| 6.5°C Dublin

200 emergency beds in drive to save homeless from big freeze


A deserted Dublin city centre

A deserted Dublin city centre

A deserted Dublin city centre

Nearly 200 homeless people were put up in emergency accommodation last night across Dublin and Kildare in what a charity described as its biggest single mobilisation.

With temperatures expected to plummet to -5C overnight, the number of beds in the south inner city and Kildare was increased to deal with the unprecedented demand.

One unit, funded by the Dublin Region Homeless Executive (DRHE) and run by the Peter McVerry Trust, was set up in St Catherine's Sports Hall, on Marrowbone Lane, on Monday.

Since then, it has helped scores of homeless, half of whom had never presented to services before.

"We had 70 beds here on Monday and accommodated 45 men, then on Tuesday we had 90 beds and accommodated 81. But on Wednesday we had 110 beds and 106 people came in," said Pat Doyle, the trust's chief executive.


The services were further extended yesterday, with the trust announcing that it would be facilitating 173 beds, including 120 in the sports hall.

Fifty-three have been introduced in other existing trust services across Dublin and Kildare.

The charity reported that around 30 rough sleepers had declined emergency accommodation in Dublin and Kildare, despite the treacherous conditions.

Former lord mayor Christy Burke said the Inner City Helping Homeless group encountered three rough sleepers on Wednesday night who did not want to avail of emergency accommodation.

A woman who was a victim of domestic violence also needed shelter, said Mr Burke.

"In the last two hours we met two women - one suffered domestic violence last night and she had black eyes, her entire face was swollen," he said.

"As soon as we contacted the freephone number we secured her a place until next Monday.
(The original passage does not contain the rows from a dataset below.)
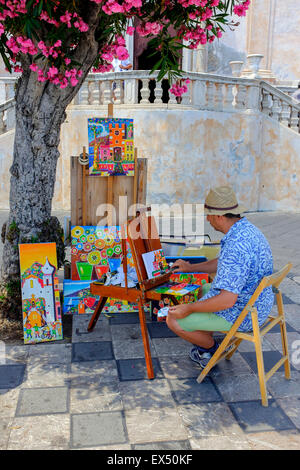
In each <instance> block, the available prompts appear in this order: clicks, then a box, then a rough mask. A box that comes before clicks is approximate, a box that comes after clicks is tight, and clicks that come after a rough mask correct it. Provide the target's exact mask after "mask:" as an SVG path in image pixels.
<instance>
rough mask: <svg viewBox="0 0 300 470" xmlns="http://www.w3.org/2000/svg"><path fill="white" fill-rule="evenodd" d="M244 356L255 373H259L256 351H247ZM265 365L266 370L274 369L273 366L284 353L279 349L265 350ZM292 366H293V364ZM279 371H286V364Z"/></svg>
mask: <svg viewBox="0 0 300 470" xmlns="http://www.w3.org/2000/svg"><path fill="white" fill-rule="evenodd" d="M242 356H243V358H244V359H245V360H246V361H247V362H248V364H249V366H250V367H251V369H252V370H253V372H254V373H255V374H257V361H256V354H255V352H246V353H242ZM263 356H264V366H265V372H268V371H269V370H271V369H272V367H273V366H274V365H275V364H276V362H278V361H279V359H281V357H282V353H280V352H279V351H277V350H275V351H264V353H263ZM291 368H292V366H291ZM278 371H279V372H282V373H284V365H282V366H281V367H280V368H279V369H278Z"/></svg>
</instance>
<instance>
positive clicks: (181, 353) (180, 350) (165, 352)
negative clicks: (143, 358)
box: [152, 337, 191, 357]
mask: <svg viewBox="0 0 300 470" xmlns="http://www.w3.org/2000/svg"><path fill="white" fill-rule="evenodd" d="M152 341H153V344H154V347H155V350H156V353H157V355H158V356H159V357H161V356H181V355H184V356H188V354H189V352H190V350H191V344H190V343H188V342H187V341H184V340H183V339H181V338H178V337H177V338H153V339H152Z"/></svg>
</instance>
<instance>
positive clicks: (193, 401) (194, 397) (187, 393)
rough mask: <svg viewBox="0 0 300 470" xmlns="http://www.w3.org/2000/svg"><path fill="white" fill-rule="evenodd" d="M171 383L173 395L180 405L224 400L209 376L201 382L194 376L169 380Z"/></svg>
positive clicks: (175, 400)
mask: <svg viewBox="0 0 300 470" xmlns="http://www.w3.org/2000/svg"><path fill="white" fill-rule="evenodd" d="M169 383H170V386H171V390H172V395H173V396H174V399H175V401H176V402H177V403H178V404H179V405H186V404H189V403H207V402H219V401H223V399H222V397H221V395H220V393H219V392H218V390H217V389H216V387H215V386H214V384H213V382H212V380H211V379H210V378H209V377H205V379H204V380H203V382H202V383H200V384H199V383H197V382H196V380H195V379H194V378H192V379H191V378H186V379H176V380H169Z"/></svg>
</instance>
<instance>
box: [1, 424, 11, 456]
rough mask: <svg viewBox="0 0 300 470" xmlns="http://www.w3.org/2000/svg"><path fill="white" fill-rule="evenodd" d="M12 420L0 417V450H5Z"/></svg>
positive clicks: (9, 433)
mask: <svg viewBox="0 0 300 470" xmlns="http://www.w3.org/2000/svg"><path fill="white" fill-rule="evenodd" d="M12 423H13V420H12V418H8V417H5V418H4V417H3V418H2V417H1V420H0V450H6V449H7V444H8V440H9V435H10V433H11V428H12Z"/></svg>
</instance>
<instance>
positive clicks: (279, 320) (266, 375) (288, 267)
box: [197, 263, 292, 406]
mask: <svg viewBox="0 0 300 470" xmlns="http://www.w3.org/2000/svg"><path fill="white" fill-rule="evenodd" d="M291 267H292V264H291V263H288V264H287V265H286V266H284V267H283V268H282V269H281V270H280V271H278V272H276V273H274V274H272V275H270V276H266V277H264V278H263V279H262V280H261V282H260V283H259V285H258V287H257V289H256V290H255V292H254V294H253V295H252V297H251V299H250V300H249V302H248V303H247V305H246V306H245V308H244V309H243V311H242V312H241V314H240V316H239V317H238V319H237V320H236V321H235V323H234V324H233V326H232V328H231V329H230V330H229V331H228V332H223V333H225V334H226V336H225V337H224V339H223V341H222V343H221V344H220V346H219V348H218V349H217V351H216V352H215V354H214V355H213V356H212V358H211V359H210V361H209V362H208V364H207V365H206V367H205V368H204V369H203V370H202V372H201V374H200V375H199V377H198V378H197V382H198V383H201V382H202V381H203V379H204V378H205V377H206V375H207V374H208V373H209V371H210V370H211V368H212V367H214V366H215V365H216V364H217V363H218V362H219V361H220V360H221V359H224V358H226V359H230V358H231V357H232V355H233V354H234V352H235V351H236V350H237V348H238V346H239V344H240V343H241V342H242V341H243V340H246V341H251V342H252V343H254V345H255V352H256V360H257V369H258V378H259V386H260V392H261V398H262V405H263V406H268V395H267V388H266V383H267V381H268V380H269V378H270V377H272V375H273V374H274V373H275V372H276V371H277V370H278V369H279V367H280V366H282V365H283V364H284V369H285V377H286V379H290V375H291V372H290V362H289V356H288V344H287V334H286V325H285V317H284V310H283V302H282V295H281V292H280V290H279V289H278V287H279V285H280V284H281V282H282V281H283V279H284V278H285V277H286V275H287V273H288V272H289V271H290V269H291ZM269 286H272V289H273V292H274V293H275V294H276V303H277V312H278V314H277V315H276V316H273V315H270V316H269V317H268V319H267V320H266V322H265V323H264V325H262V326H261V327H259V325H258V318H257V309H256V307H255V306H254V303H255V301H256V300H257V298H258V296H259V295H260V294H261V292H262V291H263V290H264V289H265V288H266V287H269ZM248 313H251V317H252V325H253V331H252V332H249V333H242V332H239V331H237V330H238V328H239V327H240V325H241V323H242V321H243V320H244V319H245V317H246V315H247V314H248ZM278 323H279V325H280V332H281V341H282V357H281V359H280V360H279V361H278V362H277V363H276V364H275V365H274V366H273V368H272V369H271V370H270V371H269V372H267V373H265V367H264V358H263V351H262V338H263V336H264V335H265V334H266V333H268V331H270V330H271V329H272V328H273V327H274V326H275V325H277V324H278Z"/></svg>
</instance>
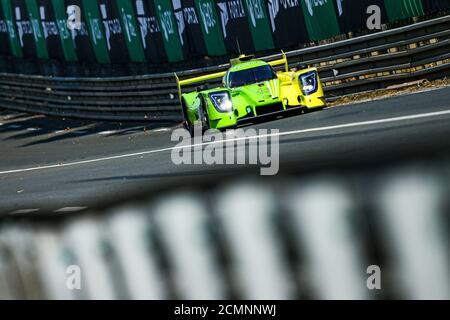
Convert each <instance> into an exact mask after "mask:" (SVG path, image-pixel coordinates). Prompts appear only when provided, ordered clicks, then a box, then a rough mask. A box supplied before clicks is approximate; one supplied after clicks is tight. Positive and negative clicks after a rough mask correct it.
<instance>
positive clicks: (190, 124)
mask: <svg viewBox="0 0 450 320" xmlns="http://www.w3.org/2000/svg"><path fill="white" fill-rule="evenodd" d="M181 104H182V109H183V127H184V128H185V129H186V130H187V131H189V134H190V135H191V137H193V136H194V125H192V124H191V123H190V122H189V117H188V113H187V106H186V102H185V101H184V99H183V101H182V103H181Z"/></svg>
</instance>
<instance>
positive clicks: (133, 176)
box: [0, 88, 450, 214]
She had to get stitches, she was in a bad way."

The Independent councillor added that another woman needed help securing accommodation, and praised the work being done by the Peter McVerry Trust and other charities.

"I've been to the centre and spoken to the staff and the residents there. They all look comfortable, they're being looked after and it's being very well co-ordinated," he said.

All around the sports hall, men were being given breakfast at designated tables. Unlike many hostels and B&B accommodation, the homeless men can stay in St Catherine's during the day as Storm Emma approaches.

"People are free to go if they want to, but we're encouraging them to stay because the weather is so bad," said Mr Doyle.

Sixteen staff will stay in the centre as Storm Emma hits, and they will help ensure the safety and comfort of the men seeking shelter.

"It only took us six hours to set up the shelter. It's a big hall and it was quite cold, so we brought in marquees and have the beds in them," said Mr Doyle.


"It makes it easier to heat and gives a bit more privacy and dignity to our clients.

"We have blow heaters running, and as well as their breakfasts the men will get a lunch of soup and sandwiches and a hot dinner too. Yesterday it was cottage pie or chicken casserole."

The meals are made by trust caterers and taken to the shelter before being distributed.

As well as food and a bed for the night, homeless people are supplied with "dignity packs" of toiletries and hygiene products, as well as fresh clothing, sleeping bags and shower facilities.

"We have other services on offer too," said Mr Doyle. "It's not just food and shelter. We have a nurse's station run by a not-for-profit group called Safety Net which is funded by the HSE and looks after homeless people.

"So far we've had four ambulances to the centre after long-term deteriorating medical conditions from being homeless manifested themselves in the clients.

"One worrying thing we have noticed is that many of the people here now have never availed of homeless services before because they've been living in squats and things.

"We will now try and keep them in the system. We have different services we can direct them to, we don't just want them to drift off into obscurity once this centre closes.

"There's a review next Monday to see what will happen to the centre, but for the moment during this weather it's vital for keeping people off the streets.

"There are no ladies' beds here, but we have 20 emergency ladies' beds in Ellis Quay and 10 more in Finglas."